Ms. Songwe said besides the external debt, African governments also need to pay the continent’s private sector which largely goes unpaid for work done for state entities.
She also spoke about the G20's Debt Service Suspension Initiative (DSSI) and the creation of a Special Purpose Vehicle to finance Africa’s debt to commercial lenders, which she said will be vital in financing private sector debt and consequently expanding the fiscal space of African countries.

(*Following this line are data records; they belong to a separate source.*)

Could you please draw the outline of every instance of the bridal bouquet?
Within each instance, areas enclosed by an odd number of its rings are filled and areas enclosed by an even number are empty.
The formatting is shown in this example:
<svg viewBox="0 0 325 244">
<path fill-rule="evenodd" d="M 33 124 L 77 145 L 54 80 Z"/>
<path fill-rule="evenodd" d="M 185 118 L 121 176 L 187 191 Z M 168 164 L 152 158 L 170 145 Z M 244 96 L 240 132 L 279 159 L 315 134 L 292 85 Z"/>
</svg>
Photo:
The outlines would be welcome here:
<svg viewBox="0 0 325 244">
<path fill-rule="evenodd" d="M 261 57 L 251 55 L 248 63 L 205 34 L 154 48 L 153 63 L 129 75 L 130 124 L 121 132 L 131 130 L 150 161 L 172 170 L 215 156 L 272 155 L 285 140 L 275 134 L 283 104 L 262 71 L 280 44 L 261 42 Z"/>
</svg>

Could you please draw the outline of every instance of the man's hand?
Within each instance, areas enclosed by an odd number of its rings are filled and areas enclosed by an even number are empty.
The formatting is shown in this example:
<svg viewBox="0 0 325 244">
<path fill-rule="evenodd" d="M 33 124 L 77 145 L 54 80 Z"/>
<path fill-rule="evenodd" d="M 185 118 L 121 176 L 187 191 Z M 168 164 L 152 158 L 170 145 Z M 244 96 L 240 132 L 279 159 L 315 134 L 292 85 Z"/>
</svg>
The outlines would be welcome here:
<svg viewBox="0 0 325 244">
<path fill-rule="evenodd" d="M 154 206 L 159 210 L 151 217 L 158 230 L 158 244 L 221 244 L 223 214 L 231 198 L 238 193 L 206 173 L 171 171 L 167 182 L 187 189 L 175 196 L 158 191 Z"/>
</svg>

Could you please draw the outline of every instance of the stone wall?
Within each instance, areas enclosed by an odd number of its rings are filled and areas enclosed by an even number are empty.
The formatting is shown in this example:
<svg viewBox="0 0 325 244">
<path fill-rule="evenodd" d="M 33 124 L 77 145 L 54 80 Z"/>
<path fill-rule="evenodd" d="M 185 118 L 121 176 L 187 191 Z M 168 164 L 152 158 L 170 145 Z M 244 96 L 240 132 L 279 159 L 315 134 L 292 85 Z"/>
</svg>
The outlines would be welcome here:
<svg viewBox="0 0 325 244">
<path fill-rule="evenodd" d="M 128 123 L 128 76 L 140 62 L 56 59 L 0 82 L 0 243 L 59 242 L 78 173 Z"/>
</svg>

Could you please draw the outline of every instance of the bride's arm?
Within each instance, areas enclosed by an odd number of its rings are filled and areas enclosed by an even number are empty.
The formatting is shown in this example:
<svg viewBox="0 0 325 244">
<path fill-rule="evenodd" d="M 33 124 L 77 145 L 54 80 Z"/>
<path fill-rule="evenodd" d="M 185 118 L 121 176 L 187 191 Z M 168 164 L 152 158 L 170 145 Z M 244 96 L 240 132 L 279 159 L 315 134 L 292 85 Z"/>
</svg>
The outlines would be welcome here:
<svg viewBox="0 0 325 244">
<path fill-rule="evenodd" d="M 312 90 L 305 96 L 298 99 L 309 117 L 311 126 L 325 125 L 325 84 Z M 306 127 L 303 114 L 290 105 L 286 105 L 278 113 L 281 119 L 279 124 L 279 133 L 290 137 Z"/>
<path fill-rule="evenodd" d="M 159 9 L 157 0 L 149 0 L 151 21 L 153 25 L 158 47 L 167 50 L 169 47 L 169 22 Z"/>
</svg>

Africa, said Ms. Songwe, can leverage the AfCFTA which is designed to boost intra-African trade, jobs, investments in infrastructure and financing for Africa’s development as it aims to build back better after COVID-19.
Other speakers on the panel with Ms. Songwe were Mr. Akin Dawodu, Managing Director, Head for Sub Saharan Africa, Citi; former African Development Bank President and Special Envoy of the African Union on Financing the Peace Fund and COVID19 response, Mr. Donald Kaberuka; U. S. Corporate Council on Africa Chairman and CEO at Rabin Martin, Jeffrey L. Sturchio; and Mr. Albert G. Zeufack, the World Bank’s Chief Economist for Africa.